I'll keep you posted on our progress!

Monday, April 6, 2009

Programming Team Rocked Slippery Rock

This weekend the programming team traveled to Slippery Rock to complete in the annual PACISE programming contest. This is where the teams from the state system schools compete. We took three teams. Dane Howard, Logan Kennedy, and Rob Koch were the only team to solve 6 problems and came in first. Casey Boone, Phil Diffenderfer, and Brian Lindsay were the fastest team to solve 5 problems, so they came in second. Tristan Dalius, Matt Hydock, and A.J. Marx were the fasted team to solve two problems and came in fifth.

For our first team, this is a dramatic improvement over the contest at Dickinson the previous weekend. A couple of strategic mis-steps caused us to fall from first to fourth place in the last 30 minutes of the competition. It's a great example of how strategy plays a roll in these events.

Our second team gives us great hope for the future; it includes a freshman (Brian) and a sophomore (Phil) who, if they keep practicing, hold great potential for regional competitions over the next couple of years.

I'll work on getting a picture - took the camera and forgot to use it!

Saturday, December 6, 2008

Skin Sensor Trial

On Friday, we had an official clinical trial of a new device we have built. Last summer, we received a grant to build a device to measure the color of skin by analyzing the reflectivity of the skin at nine different wavelengths. We have built three prototypes of the device and a java application that analyzes the data.

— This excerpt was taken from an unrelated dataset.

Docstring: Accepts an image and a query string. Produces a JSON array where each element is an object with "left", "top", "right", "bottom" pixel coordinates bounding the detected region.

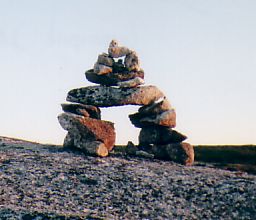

In the trial, we measured the color of 111 participants with our device and with two similar existing commercial devices. In addition, we gathered information on ethnicity, gender, and Fitzpatrick skin type assessments for every participants. We certainly have a lot of data to analyze now!

Monday, November 17, 2008

Professor Briggs becomes Dr. Briggs

Today, Professor Briggs successfully defended his PhD dissertation. Titled, " Constraint Generation and Reasoning in OWL," it was focused on weaknesses in the current set of semantic web documents in the Swoogle database. In particular, these documents are often not completely specified and Briggs investigated ways to automatically complete those specifications. Those generated restrictions could cause issues with the subsequent reasoning, so Briggs also developed theoretically sound modifications to the standard reasoning rules that detect such problems and can retract everything that was inferred from generated restrictions.



This is an important milestone for our department. Dr. Briggs has been a strong faculty member throughout his tenure with us and we are pleased that he will be able to continue to challenge our students in a wide variety of ways.

Sunday, November 16, 2008

WiCS Field Trip

On Friday, WiCS took a trip to the Volvo PowerTrain plant in Hagerstown to see the robots. Our tour guide, Harold Duffey, was a retired engineer who had a wealth of knowledge about the company, the things that were being manufactured, and the direction Volvo is planning for that facility. While we met our goal of seeing robots in action (and we'll make a podcast to tell you more about that), we also learned a lot about manufacturing in general. It was certainly an insightful tour. We ended the day with a trip to the outlets to learn about dressing for interviews. Here we are at the start of the day:

From Trip to Volvo


Jessica, Megan, Danielle, Missy, Elizabeth, Tina, Harold Duffey, Dr. Armstrong, and Sarah (I took the picture!)

Friday, November 14, 2008

Trip to See Brian Kernighan

Professors Briggs and Armstrong took a group of students to Johns Hopkins University to see a talk by Brian Kernighan (one of the original authors of C and Unix). He was speaking on "The Changing Face of Programming" and it turned out to be a very interesting talk. The main focus was on programming languages and how they change as the applications we build change. As the discipline moves from software that resides in individual devices to web-based applications, the features required by a language change dramatically. On the way home, the discussion continued with how this shift in application-type could also affect the demands on the operating systems we develop.